A lot of people make the mistake of serving Chardonnay. It’s not one of my personal choices, and most wine sommeliers would agree. Mostly because like I said above, there’s so much on the table: herby gravy, tart cranberry sauce, savory dressing, and sweet potatoes (obviously sweet!) Even an oaky Chard can’t stand up to all those flavors.
So, what are my choices?
Pinot Noir is my #1 pick. One of the great things about Pinot Noir is that it makes almost anyone happy! Pinot Noir works well with turkey, which is pretty neutral to begin with. A good pinot is complex, which innately gives it an incredible range of food pairings; perfect for the bountiful Thanksgiving table.
Here are some reliable Pinot Noir Choices:
- Fullerton Five FACES Pinot Noir, Willamette Valley, OR 2014 ($33):
Beautifully balanced and polished with effusive notes of raspberry, warm spices and earth. The wine is a blend of pinot noir from three different vineyards in the Willamette Valley, and the young Alex Fullerton is a winemaker to watch in Oregon.
- 2013 Melville “Estate” Sta. Rita Hills Pinot Noir (Santa Barbara, CA ~$30)
- 2014 R. Stuart & Co. “Love Oregon” Pinot Noir (Willamette, OR $28)
If you’re not a fan of the Pinot Noir price point, but would like a wine with similar qualities, I would recommend a Beaujolais. It’s made with 100% Gamay, but will give you way more bang-for-the-buck. It pairs very well with cranberries, roasted squash and salads, and balances the high sweetness factor of your sweet potatoes or yams and other sweet-leaning dishes on the table.

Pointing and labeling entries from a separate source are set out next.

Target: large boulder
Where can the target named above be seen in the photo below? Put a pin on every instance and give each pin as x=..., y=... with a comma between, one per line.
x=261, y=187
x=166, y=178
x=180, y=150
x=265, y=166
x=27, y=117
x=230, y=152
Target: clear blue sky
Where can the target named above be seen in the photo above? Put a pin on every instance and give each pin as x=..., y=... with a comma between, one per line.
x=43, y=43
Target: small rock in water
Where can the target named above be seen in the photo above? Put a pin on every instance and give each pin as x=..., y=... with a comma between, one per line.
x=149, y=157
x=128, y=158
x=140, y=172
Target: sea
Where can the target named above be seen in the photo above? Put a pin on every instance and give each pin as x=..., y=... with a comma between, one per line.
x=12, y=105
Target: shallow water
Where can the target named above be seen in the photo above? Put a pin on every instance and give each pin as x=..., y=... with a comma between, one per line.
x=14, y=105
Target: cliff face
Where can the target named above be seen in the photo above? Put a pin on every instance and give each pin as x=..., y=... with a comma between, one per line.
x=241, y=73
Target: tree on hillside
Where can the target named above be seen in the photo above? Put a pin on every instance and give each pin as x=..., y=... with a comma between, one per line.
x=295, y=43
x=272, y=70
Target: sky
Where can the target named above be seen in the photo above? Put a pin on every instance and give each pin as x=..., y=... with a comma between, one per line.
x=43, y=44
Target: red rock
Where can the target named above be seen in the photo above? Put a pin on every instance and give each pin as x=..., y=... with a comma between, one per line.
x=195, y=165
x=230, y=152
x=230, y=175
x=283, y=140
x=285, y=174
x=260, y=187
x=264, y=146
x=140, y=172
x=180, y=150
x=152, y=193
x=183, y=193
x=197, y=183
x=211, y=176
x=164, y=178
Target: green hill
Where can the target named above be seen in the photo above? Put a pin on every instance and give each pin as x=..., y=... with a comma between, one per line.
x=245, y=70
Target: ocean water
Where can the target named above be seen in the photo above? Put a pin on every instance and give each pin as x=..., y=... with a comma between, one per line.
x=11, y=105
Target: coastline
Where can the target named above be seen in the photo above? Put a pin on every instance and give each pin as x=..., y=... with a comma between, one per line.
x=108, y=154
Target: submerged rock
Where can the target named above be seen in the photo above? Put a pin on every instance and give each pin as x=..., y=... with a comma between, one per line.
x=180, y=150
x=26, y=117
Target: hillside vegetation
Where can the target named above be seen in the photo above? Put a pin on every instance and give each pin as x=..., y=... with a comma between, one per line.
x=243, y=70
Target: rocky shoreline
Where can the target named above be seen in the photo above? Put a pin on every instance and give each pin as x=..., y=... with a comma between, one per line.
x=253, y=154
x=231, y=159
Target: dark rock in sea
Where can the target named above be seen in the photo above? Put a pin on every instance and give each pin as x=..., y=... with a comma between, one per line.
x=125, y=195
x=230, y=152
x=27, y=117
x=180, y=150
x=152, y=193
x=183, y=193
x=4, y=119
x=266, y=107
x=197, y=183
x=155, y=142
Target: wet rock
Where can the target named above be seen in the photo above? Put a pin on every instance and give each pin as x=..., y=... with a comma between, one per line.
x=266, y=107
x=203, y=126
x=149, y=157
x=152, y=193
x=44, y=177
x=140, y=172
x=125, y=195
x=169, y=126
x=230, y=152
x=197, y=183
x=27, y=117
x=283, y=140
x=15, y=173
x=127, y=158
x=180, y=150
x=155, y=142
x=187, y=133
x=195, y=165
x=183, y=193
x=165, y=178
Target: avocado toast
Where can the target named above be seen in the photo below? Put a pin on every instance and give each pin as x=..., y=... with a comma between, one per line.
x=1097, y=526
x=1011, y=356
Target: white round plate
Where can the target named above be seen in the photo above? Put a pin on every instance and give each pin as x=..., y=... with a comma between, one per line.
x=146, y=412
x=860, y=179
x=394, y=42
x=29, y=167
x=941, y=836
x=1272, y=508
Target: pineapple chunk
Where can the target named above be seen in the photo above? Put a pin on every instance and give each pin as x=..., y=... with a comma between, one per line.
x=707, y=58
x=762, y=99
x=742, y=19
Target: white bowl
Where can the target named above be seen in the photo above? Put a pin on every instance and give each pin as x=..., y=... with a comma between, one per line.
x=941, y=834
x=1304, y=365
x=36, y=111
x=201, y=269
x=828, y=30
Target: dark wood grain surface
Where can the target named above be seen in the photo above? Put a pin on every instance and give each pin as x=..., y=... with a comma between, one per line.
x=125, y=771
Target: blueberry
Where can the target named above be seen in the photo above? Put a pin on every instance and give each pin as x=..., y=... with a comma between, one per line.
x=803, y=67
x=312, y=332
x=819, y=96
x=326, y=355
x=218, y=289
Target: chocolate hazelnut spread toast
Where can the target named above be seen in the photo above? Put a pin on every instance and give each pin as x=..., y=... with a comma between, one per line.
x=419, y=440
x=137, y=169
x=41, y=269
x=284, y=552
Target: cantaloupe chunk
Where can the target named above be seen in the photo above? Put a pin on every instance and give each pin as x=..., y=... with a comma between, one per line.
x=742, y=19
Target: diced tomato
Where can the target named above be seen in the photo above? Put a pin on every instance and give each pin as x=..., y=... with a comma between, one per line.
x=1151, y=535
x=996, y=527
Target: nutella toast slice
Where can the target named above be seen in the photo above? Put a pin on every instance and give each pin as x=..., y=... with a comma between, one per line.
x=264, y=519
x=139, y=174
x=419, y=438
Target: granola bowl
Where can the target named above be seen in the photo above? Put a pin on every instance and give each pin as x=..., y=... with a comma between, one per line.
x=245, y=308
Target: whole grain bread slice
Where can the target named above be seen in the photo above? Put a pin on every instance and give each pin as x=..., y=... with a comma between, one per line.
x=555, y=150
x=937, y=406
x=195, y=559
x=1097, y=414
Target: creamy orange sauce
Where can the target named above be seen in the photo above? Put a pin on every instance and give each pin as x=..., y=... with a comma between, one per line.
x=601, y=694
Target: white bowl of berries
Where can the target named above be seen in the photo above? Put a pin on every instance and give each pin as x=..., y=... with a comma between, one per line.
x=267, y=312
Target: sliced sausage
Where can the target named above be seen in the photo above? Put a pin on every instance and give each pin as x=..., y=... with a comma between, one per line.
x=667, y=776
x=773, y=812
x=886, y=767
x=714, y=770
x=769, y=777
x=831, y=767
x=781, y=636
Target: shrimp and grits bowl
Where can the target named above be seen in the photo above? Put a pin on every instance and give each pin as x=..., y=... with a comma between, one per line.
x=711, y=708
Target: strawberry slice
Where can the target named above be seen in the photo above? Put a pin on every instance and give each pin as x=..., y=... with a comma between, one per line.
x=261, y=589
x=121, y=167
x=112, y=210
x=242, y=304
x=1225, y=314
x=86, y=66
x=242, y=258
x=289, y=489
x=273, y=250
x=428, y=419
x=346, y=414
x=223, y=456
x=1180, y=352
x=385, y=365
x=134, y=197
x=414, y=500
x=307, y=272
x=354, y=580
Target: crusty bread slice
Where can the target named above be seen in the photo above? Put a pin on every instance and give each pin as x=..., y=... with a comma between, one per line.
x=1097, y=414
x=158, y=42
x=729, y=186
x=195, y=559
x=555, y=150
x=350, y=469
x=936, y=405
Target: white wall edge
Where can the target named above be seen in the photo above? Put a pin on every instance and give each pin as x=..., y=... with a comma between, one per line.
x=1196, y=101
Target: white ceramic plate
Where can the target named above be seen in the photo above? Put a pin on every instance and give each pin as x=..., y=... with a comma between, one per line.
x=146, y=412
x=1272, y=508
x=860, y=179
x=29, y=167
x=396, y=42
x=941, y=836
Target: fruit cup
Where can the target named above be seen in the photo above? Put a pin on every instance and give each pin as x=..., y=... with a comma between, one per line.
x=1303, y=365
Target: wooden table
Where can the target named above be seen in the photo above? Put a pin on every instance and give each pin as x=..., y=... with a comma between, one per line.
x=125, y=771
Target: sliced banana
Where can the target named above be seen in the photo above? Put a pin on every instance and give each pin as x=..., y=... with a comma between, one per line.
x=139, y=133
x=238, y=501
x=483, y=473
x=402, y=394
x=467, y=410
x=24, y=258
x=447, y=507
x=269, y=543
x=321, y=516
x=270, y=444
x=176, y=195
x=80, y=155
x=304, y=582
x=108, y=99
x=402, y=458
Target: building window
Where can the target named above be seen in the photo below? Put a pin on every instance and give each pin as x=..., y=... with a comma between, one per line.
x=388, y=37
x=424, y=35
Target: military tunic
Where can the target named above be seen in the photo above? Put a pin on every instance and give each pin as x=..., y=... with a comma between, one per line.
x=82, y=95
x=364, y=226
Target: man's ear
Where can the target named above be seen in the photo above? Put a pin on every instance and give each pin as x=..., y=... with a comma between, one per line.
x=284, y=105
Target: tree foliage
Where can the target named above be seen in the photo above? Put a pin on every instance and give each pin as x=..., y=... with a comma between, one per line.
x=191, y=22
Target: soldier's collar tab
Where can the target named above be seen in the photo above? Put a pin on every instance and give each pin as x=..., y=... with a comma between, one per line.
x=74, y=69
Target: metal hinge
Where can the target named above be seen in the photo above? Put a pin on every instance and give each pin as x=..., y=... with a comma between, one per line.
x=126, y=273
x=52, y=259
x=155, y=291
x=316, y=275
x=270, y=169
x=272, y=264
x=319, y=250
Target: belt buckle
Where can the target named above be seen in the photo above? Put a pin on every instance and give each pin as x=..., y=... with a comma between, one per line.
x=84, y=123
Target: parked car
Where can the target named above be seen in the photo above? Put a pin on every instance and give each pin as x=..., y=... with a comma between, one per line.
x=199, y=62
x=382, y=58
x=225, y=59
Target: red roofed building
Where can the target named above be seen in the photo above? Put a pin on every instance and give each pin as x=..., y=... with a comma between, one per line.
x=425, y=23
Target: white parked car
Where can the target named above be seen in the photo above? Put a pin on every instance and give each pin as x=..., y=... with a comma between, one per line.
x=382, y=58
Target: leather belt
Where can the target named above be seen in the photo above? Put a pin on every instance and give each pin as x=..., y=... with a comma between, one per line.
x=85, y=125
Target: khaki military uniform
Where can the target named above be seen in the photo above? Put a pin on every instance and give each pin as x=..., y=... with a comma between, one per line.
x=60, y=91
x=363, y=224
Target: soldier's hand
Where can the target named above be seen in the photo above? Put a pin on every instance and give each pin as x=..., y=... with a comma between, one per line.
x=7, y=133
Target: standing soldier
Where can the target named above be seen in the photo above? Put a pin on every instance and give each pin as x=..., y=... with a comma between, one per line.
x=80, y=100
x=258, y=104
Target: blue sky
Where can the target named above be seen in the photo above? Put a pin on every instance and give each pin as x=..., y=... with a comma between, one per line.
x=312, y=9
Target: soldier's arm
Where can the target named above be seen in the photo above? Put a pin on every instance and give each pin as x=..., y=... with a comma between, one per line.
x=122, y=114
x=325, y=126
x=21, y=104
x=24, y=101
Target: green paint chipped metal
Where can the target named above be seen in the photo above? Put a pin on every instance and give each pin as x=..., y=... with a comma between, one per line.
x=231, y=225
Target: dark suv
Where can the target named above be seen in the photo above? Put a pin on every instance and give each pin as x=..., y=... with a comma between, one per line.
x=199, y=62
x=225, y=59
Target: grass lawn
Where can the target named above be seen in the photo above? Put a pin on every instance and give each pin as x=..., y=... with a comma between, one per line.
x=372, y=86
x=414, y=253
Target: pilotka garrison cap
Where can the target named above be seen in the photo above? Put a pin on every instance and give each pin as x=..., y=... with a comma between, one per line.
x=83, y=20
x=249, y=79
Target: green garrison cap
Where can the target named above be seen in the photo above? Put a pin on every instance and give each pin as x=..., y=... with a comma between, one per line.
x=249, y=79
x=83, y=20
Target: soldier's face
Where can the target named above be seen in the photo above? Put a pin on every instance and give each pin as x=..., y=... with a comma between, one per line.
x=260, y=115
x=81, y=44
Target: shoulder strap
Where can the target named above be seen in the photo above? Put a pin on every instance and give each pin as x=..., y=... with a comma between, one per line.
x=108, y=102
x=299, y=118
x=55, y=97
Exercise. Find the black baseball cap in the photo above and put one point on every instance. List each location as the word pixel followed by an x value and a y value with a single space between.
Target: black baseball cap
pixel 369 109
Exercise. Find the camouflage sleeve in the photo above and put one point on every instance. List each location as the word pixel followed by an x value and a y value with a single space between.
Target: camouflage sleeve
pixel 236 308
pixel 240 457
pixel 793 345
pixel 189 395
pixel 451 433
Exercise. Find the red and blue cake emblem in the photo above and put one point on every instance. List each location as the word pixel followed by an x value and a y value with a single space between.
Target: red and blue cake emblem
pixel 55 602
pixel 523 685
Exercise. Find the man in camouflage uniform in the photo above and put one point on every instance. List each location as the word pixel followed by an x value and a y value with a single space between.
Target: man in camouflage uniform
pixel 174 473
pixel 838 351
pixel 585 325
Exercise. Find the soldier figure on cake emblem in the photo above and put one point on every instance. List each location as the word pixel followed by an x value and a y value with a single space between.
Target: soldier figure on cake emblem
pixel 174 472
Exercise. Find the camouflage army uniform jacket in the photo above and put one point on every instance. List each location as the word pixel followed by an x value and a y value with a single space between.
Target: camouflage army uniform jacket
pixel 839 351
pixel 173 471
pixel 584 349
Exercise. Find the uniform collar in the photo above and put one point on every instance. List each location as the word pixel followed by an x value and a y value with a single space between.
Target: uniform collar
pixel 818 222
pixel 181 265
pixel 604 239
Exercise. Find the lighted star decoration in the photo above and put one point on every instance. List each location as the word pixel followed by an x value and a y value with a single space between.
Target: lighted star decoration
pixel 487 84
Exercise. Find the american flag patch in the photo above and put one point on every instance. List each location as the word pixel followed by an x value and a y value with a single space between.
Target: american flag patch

One note: 2016 was a tough year for Beaujolais, so don’t choose this year’s vintage.
Here are some reliable Beaujolais choices:
- 2015 Coudert “Cuvée Cristal” Fleurie (Cru Beaujolais ~$20)
- 2015 Château Thivin Côte de Brouilly (Cru Beaujolais ~$23)
- 2009 Savoye “Vieilles Vignes” Morgon Côte du Py (Cru Beaujolais ~$45 1.5L)
You just can’t go wrong with bubbly! Everyone loves it, it gives the day a festive flair, and it pairs well with just about anything. It’s a great choice for Thanksgiving!
Sparkling wines to try:
- Mirabelle Brut by Schramsberg, nonvintage(California; $19)
Schramsberg was one of the first sparkling-wine makers in California, and is still one of the best.
- Ferrari Brut NV Trentodoc ($24)
Awarded “World Champion Blanc de Blancs” and “Best Italian Sparkling Wine” at Champagne & Sparkling Wine World Championships. Dinner guests will love its decadent bursting bubbles, lemon-cream nose and polished structure.